Photo Credit: The Exodus Collective
How One Grenadian Woman Is Inspiring The Diaspora To Move To The Caribbean
Zoe Smith wants to make it easier for Black people to move to the Caribbean. The British-Grenadian single mother of three is a former journalist turned diversity and inclusion consultant. She founded The Exodus Collective as a platform to inspire people in the African Diaspora to relocate to the Caribbean and to help equip them with the knowledge they need to do so.
“The goal is to empower more Black folks to start making their exodus,” she told Travel Noire. “I want them to realize that they can choose to live in beautiful, tropical surroundings where they can thrive and sustainably contribute to the development of the islands.”
Through weekly video interviews sharing their experiences, people who have made the decision to move to the Caribbean provide advice and inspiration. There is also an packed with practical information and useful tips.
Zoe initially had the idea to create the platform when she realized so many second generation individuals in the diaspora were thinking about moving to Caribbean, but found the absence of easily accessible digital information to be a stumbling block.
Having experienced living and working abroad in Italy, Spain, and Grenada over the years, Zoe knows first-hand how helpful it can be to start researching and building your network in advance of moving. This can help reduce the number of uncertainties you’ll face when you finally touch down in your destination.
She noticed there were a number of amazing, resourceful sites encouraging Black people to move to the Motherland. And though she was convinced there was demand for a similar offering in the Caribbean, she had not found any sites of this sort.
But it was the murder of George Floyd that finally made Zoe feel that now, more than ever, there was a dire need for this type of platform. She had to bring her idea to fruition, and she wasn’t going to wait any longer.
“The idea for The Exodus Collective had been in my head for years. But it was a conversation with a friend from the U.S. in the heady days following the killing of George Floyd, and the subsequent uprising, that made me feel an urgent responsibility to show Black folks that there is another way of being, and that escaping ‘Babylon’ can be done. So, I decided to put my skills as a journalist to use and started creating content.”
Black people looking to leave the U.S., the U.K., or whatever ‘Babylon’ they may be living in, can enjoy many benefits through a move to the Caribbean.
Whether it’s enjoying the slower pace of life, a deeper connection to nature, or even just the chance to live in spaces where we are less impacted by racism, the Caribbean offers many idyllic places to just simply be.
“Of course, although it may look like paradise, no Caribbean country is a utopia. Island life can come with unique challenges. Despite this, the opportunity to live in a space where you can truly feel balanced and connect to a greater sense of community in which you can make a visible impact is one that I highly recommend exploring.”
Zoe wants to combat the narrative of the typical person to move to the Caribbean being a multi-millionaire or retiree looking to put their feet up. She tells the stories of those who’ve made the move in the prime of their youth and who are committed to contributing to positive social change on the islands.
Rather than depicting the West Indies as just a holiday destination for those looking for purely fun and enjoyment, she aims to encourage young, talented, innovative individuals to come live on the islands, where they’ll have a real opportunity to make a positive impact.
“I hope to reverse the brain drain that the Caribbean has been experiencing for decades. What better time than now? The region, which has also been hit hard by the pandemic, is in need of a real boost.”

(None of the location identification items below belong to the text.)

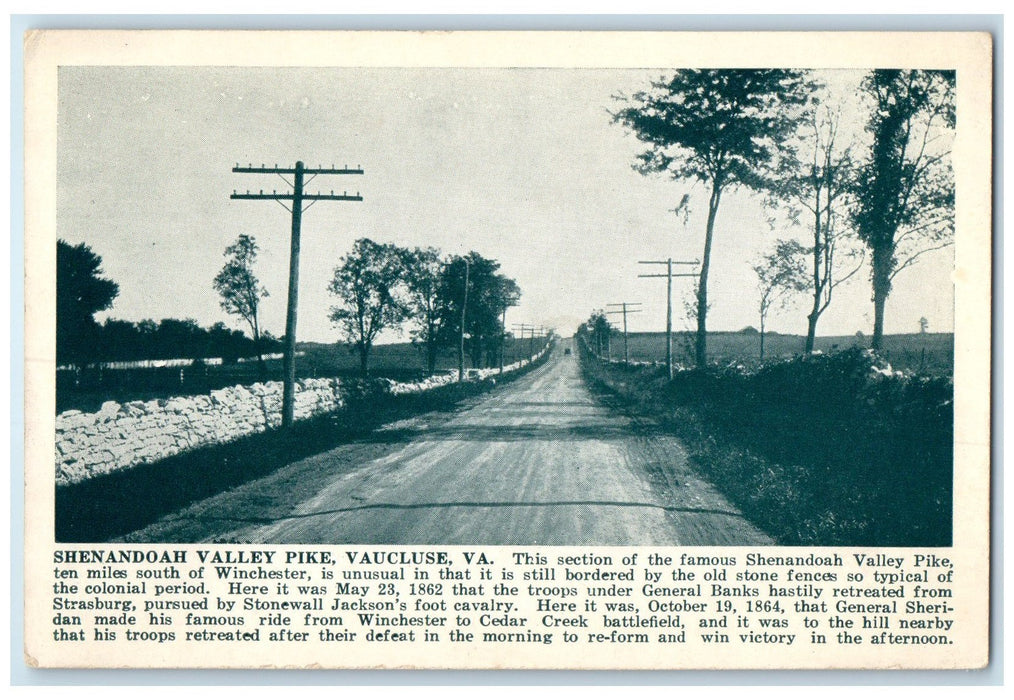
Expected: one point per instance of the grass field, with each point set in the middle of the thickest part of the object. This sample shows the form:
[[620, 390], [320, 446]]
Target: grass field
[[929, 353], [400, 361]]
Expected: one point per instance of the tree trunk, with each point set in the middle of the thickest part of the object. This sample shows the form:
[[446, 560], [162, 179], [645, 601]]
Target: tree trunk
[[811, 320], [701, 347], [431, 356], [262, 368], [882, 262], [364, 359], [811, 330]]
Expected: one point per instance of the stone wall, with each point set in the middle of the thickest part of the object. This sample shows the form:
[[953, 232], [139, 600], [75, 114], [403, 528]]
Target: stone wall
[[122, 435]]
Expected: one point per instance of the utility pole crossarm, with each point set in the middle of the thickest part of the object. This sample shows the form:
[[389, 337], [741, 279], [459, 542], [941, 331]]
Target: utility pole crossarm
[[297, 197], [668, 263], [289, 196], [305, 170]]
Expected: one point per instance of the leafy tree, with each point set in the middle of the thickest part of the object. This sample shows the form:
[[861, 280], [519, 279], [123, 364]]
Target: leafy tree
[[820, 185], [600, 331], [368, 284], [240, 290], [489, 293], [723, 128], [779, 277], [423, 271], [81, 292], [906, 188]]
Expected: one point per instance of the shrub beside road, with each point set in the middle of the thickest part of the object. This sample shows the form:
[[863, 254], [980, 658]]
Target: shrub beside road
[[833, 449]]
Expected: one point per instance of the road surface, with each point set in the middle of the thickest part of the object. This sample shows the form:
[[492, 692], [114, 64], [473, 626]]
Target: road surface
[[537, 462]]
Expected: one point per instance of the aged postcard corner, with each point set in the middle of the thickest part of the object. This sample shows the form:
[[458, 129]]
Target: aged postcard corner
[[507, 350]]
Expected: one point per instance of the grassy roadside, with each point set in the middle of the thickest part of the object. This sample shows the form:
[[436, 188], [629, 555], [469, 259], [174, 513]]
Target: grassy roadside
[[114, 504], [819, 451]]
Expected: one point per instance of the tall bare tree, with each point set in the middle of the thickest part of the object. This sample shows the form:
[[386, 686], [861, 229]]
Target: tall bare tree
[[779, 278], [423, 274], [368, 284], [240, 290], [723, 128], [906, 187], [820, 185]]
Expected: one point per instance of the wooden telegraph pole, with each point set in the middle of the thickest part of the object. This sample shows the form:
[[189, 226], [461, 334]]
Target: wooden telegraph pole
[[464, 305], [626, 307], [297, 197], [668, 263]]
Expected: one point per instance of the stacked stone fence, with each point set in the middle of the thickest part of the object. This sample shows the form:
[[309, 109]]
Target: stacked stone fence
[[123, 435]]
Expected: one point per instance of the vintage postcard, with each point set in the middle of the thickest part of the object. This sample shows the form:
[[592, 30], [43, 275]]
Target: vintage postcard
[[507, 350]]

With both of her parents hailing from Grenada, the Caribbean’s Spice Isle, Zoe has been visiting the region since she was a child. The COVID-19 pandemic has been preventing her from traveling, however, she looks forward to giving people a virtual view of island life, once she is able to leave the U.K. again.
Later this year, The Exodus Collective will be launching an extended stay program for Grenada. This program aims to bring creatives and innovators from across the African diaspora to the island for a unique opportunity to work remotely while enjoying curated experiences that help them feel plugged in to the local community.
“It’s a bit like the Barbados digital nomad program, but it’s designed with Black folks in mind. So whether it’s immersing yourself in the local cuisine with group sessions hosted by local chefs, collaborating and connecting with local artists, or even just getting a helping hand to select the finest Black-owned properties for your stay, from beginning to end, it’ll be about community-building and empowerment.”